O governo espanhol pediu, neste domingo (1º), às autoridades separatistas da região da Catalunha que ponham fim à "farsa" do referendo de autodeterminação. "Continuar esta farsa não tem qualquer sentido, não leva a lugar algum. Deveriam pôr fim a ela imediatamente", disse a vice-presidente do governo espanhol, Soraya Sáenz de Santamaría, em mensagem ao presidente catalão, o separatista Carles Puigdemont, e a toda sua equipe.
"A Generalitat (órgão regional de governo) se comportou com uma absoluta irresponsabilidade, pretendendo que a lei e a Justiça fossem invalidadas na Catalunha e, com elas, a democracia", acrescentou a vice-presidente, que criticou o líder catalão fazendo, inclusive, um paralelo com a ditadura franquista (1939-1975). "Não sei o que viveu em sua vida o senhor Puigdemont, mas a democracia espanhola não funciona assim. Há muito tempo que nos livramos de uma ditadura e de que tivesse um senhor que dizia que sua palavra é lei", completou.

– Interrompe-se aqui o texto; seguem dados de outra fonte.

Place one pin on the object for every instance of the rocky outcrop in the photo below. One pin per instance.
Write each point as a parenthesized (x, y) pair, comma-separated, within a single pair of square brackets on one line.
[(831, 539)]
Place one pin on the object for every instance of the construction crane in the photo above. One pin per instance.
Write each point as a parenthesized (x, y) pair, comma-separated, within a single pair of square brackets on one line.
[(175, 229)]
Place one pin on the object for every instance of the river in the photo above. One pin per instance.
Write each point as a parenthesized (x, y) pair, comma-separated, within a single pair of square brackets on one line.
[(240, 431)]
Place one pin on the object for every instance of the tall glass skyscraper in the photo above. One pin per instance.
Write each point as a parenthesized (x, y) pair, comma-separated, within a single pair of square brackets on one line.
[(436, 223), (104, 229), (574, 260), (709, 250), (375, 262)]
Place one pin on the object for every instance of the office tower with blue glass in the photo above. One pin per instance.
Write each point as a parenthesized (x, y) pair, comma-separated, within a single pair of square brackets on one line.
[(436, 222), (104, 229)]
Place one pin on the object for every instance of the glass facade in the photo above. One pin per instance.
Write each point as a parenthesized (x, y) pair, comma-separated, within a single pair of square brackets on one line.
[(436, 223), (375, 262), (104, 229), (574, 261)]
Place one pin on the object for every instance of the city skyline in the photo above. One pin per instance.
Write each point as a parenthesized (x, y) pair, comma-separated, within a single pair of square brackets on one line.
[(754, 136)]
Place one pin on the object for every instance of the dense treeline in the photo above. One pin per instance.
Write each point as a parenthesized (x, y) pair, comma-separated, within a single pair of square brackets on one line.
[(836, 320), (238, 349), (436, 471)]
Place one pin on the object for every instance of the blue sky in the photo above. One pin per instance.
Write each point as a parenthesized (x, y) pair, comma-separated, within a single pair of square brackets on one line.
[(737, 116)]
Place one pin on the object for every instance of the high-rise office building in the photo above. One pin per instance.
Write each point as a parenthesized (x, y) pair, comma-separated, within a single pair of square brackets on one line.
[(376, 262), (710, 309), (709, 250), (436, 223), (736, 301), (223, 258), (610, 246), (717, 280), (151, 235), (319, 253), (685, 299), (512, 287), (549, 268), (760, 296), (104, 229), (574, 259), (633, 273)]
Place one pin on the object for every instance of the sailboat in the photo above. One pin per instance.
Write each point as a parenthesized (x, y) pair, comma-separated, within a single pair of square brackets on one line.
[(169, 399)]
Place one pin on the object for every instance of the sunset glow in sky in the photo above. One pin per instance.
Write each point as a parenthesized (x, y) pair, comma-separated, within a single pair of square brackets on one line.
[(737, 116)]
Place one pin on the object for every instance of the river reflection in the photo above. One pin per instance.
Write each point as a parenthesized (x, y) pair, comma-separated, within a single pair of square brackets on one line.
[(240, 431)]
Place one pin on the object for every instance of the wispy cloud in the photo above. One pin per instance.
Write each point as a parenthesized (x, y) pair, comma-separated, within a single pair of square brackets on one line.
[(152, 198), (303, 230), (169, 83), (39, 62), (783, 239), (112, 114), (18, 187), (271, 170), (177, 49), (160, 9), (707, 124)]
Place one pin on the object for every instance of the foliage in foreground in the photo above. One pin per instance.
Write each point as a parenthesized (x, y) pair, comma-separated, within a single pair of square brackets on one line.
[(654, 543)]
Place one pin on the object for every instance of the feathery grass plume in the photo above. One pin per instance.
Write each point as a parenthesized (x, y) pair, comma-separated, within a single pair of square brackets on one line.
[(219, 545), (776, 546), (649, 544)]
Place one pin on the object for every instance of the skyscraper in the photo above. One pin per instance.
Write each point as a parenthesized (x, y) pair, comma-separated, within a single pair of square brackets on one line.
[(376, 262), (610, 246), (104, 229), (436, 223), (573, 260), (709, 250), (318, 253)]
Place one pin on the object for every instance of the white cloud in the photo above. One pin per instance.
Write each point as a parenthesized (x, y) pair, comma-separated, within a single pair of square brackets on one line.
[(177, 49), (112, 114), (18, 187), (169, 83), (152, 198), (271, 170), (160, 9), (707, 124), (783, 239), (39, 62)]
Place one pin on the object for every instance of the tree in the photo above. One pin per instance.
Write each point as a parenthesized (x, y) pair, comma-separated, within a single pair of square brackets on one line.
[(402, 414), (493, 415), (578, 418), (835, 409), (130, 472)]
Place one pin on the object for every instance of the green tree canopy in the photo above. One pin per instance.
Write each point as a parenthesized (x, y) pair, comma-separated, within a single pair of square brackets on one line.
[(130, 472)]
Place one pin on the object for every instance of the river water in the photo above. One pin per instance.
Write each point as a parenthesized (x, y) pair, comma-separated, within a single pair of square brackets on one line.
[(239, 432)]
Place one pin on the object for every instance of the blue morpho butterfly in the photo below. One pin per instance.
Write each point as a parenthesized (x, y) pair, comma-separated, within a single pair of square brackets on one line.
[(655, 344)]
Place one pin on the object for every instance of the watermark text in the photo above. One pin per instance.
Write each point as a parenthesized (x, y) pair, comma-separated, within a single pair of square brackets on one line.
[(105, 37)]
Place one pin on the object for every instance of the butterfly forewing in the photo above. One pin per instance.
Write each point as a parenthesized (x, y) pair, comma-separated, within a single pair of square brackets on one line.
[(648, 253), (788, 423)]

No mesmo tom, o ministro espanhol do Interior, Juan Ignacio Zoido, já havia pedido a Puigdemont e a sua equipe "que recuassem em sua atitude de uma vez por todas". Em declarações mais cedo, o delegado do governo espanhol na Catalunha, Enric Millo, também pediu às autoridades separatistas que ponham fim à "farsa" do referendo.
"Um gesto que os honra", afirmou Millo, horas depois de criticar a inação dessa Corporação para impedir a abertura dos colégios eleitorais. A ofensiva policial contra os manifestantes decididos a votar já deixou vários feridos. De acordo com testemunhas, os agentes chegaram a atirar com balas de borracha.
Os serviços de Saúde do governo regional catalão relataram pelo menos 92 feridos, até o momento, nos incidentes ocorridos neste domingo. Um porta-voz dos serviços de Saúde disse que 465 pessoas foram atendidas em hospitais e centros médicos. Entre elas, há dois gravemente feridos, um atingido no olho, e outro vítima de um infarto durante a ação policial em Lérida, a 150 quilômetros de Barcelona.
Pelo menos nove agentes da Polícia Nacional e três da Guarda Civil também teriam ficado feridos, "quando cumpriam as ordens da Justiça", tuitou o Ministério do Interior, acrescentando que os agentes foram agredidos com pedras.